Sherwood Olios Huntsman Spider

Scientific classification
- Kingdom: Animalia
- Phylum: Arthropoda
- Subphylum: Chelicerata
- Class: Arachnida
- Order: Araneae
- Infraorder: Araneomorphae
- Family: Sparassidae
- Genus: Olios
- Species: O. sherwoodi
- Binomial name: Olios sherwoodi Lessert, 1929

= Olios sherwoodi =

- Authority: Lessert, 1929

Species of spider

Olios sherwoodi is a species of spider in the family Sparassidae. It is found in Africa and is commonly known as the Sherwood Olios huntsman spider.

==Distribution==
Olios sherwoodi is known from the Democratic Republic of the Congo, Namibia, and South Africa.
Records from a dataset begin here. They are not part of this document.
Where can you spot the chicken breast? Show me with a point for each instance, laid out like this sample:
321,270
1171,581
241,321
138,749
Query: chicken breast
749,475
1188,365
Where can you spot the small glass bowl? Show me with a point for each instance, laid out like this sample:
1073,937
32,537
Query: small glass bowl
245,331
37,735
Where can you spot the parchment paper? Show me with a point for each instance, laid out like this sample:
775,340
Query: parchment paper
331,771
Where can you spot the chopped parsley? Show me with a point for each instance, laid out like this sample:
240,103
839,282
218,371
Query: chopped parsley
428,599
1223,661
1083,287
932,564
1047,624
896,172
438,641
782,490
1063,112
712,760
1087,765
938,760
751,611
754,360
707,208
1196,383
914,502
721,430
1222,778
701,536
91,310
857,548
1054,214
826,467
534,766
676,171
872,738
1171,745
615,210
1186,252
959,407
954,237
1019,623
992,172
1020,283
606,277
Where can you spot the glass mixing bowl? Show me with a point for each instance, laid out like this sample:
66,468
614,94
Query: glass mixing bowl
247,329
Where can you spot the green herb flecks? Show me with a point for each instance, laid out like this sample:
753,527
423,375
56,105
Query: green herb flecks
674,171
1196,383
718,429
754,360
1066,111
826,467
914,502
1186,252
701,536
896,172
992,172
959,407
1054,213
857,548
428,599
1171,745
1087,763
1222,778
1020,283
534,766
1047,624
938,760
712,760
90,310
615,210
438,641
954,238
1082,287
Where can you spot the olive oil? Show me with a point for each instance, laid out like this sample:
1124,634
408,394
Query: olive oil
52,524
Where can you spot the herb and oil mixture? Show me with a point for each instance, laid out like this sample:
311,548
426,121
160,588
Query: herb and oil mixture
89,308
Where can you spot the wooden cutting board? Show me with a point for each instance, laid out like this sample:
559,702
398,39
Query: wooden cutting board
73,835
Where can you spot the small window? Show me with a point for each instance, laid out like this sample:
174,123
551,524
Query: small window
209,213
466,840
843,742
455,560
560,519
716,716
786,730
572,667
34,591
In South Africa, it is recorded from the Northern Cape at altitudes ranging from 567 to 1,345 m above sea level.

==Habitat and ecology==
The species consists of nocturnal plant dwellers that wander around on vegetation in search of prey. Olios sherwoodi has been sampled from the Nama Karoo biome.

==Conservation==
Olios sherwoodi is listed as least concern by the South African National Biodiversity Institute due to its wide global range. The species is under-sampled and expected to occur in more African countries. In South Africa, it is protected in Augrabies National Park.

==Taxonomy==
Olios sherwoodi was described by Lessert in 1929 from the Democratic Republic of the Congo. The species is described only from male specimens, also females have been photographed.